La mayor parte de ellos hicieron la
«mili» en las antiguas COES, las Compañías de Operaciones
Especiales del ejército español, bien como soldados de reemplazo o en las milicias universitarias. Todos tienen en común,
independientemente del grado que llegaron a alcanzar que
actualmente son civiles y mantienen vivo el espíritu del
guerrillero, la camaradería y el amor por sus unidades. Hoy
están agrupados en la Asociación Nacional de Veteranos de
los Boinas Verdes, y cada año celebran un encuentro para
revivir aquél ambiente que les impregnó para siempre.

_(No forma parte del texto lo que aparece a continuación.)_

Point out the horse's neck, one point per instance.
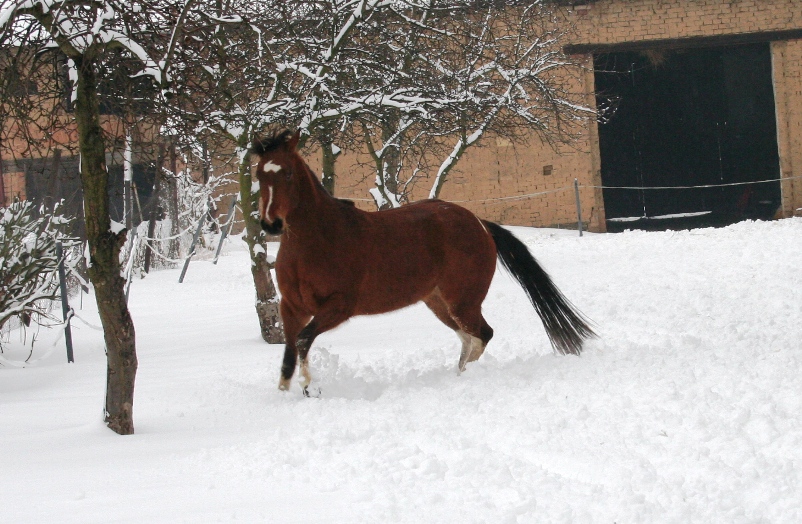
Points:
(316, 206)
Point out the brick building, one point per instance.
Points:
(706, 93)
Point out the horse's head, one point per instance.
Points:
(277, 172)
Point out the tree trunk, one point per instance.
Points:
(104, 251)
(266, 296)
(174, 246)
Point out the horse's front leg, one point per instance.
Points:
(334, 311)
(294, 320)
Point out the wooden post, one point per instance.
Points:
(65, 306)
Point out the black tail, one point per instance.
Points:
(567, 328)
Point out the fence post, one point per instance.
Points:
(226, 228)
(578, 207)
(129, 270)
(192, 247)
(65, 306)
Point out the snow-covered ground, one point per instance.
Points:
(687, 409)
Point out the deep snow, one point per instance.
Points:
(687, 409)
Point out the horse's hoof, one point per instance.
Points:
(314, 393)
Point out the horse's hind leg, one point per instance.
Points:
(472, 347)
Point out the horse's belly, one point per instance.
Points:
(382, 293)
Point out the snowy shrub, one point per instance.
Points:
(28, 262)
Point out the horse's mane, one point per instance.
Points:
(270, 142)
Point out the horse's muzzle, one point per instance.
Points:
(276, 228)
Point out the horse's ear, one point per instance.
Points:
(292, 142)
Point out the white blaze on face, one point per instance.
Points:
(269, 167)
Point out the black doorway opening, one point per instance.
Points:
(687, 117)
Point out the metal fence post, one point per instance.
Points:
(578, 207)
(226, 228)
(65, 306)
(192, 247)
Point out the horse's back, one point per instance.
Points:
(421, 247)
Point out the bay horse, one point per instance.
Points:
(337, 261)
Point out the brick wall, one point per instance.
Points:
(787, 62)
(499, 170)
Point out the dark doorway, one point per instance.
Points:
(687, 117)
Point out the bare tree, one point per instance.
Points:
(86, 32)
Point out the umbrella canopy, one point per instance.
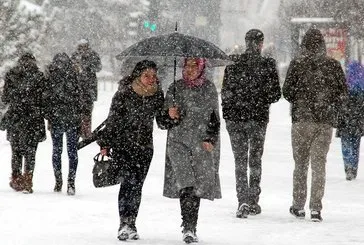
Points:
(164, 49)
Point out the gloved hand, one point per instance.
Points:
(105, 151)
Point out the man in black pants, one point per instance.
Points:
(249, 87)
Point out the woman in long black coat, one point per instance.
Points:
(63, 112)
(24, 120)
(129, 133)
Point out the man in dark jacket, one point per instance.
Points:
(315, 87)
(249, 87)
(87, 63)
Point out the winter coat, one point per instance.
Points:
(63, 94)
(315, 83)
(351, 117)
(187, 163)
(88, 63)
(249, 87)
(131, 117)
(23, 90)
(315, 100)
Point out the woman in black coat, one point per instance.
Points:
(63, 111)
(129, 133)
(25, 126)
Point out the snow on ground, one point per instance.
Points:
(91, 217)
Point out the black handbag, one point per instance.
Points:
(105, 171)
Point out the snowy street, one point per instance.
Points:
(91, 216)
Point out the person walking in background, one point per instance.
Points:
(315, 87)
(351, 120)
(87, 63)
(63, 112)
(193, 145)
(249, 87)
(129, 133)
(24, 120)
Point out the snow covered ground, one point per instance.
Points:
(91, 217)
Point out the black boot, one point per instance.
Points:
(59, 182)
(189, 210)
(127, 229)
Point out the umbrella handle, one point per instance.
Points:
(174, 80)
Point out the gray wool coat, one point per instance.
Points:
(187, 163)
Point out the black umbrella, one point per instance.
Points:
(165, 48)
(171, 49)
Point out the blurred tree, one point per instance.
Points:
(22, 29)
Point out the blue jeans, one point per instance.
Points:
(57, 139)
(350, 146)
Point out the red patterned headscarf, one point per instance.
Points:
(201, 78)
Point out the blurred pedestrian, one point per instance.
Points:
(351, 120)
(129, 134)
(63, 111)
(87, 63)
(25, 125)
(193, 146)
(249, 87)
(315, 87)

El vicepresidente de la ANVBV, Andrés Reche, señalaba que el
paso por las COES «deja huella, y más que camaradería, hay
hermanamiento», y agregó que las COES era una de las
unidades de combate del Ejército español que dejaba un mayor
índice de satisfacción. Anualmente organizan un encuentro en
el que, como acto central, homenajean a sus caídos, que tendrá
lugar hoy en el acuertelamiento de Rabasa, sede del Mando de
Operaciones Especiales (MOE).
Para «los más marchosos», como lo definió Reche, la
Asociación, en cooperación con el MOE, organiza un Raid Táctico
que ayer se desarrolló en el área del pantano de Guadalest.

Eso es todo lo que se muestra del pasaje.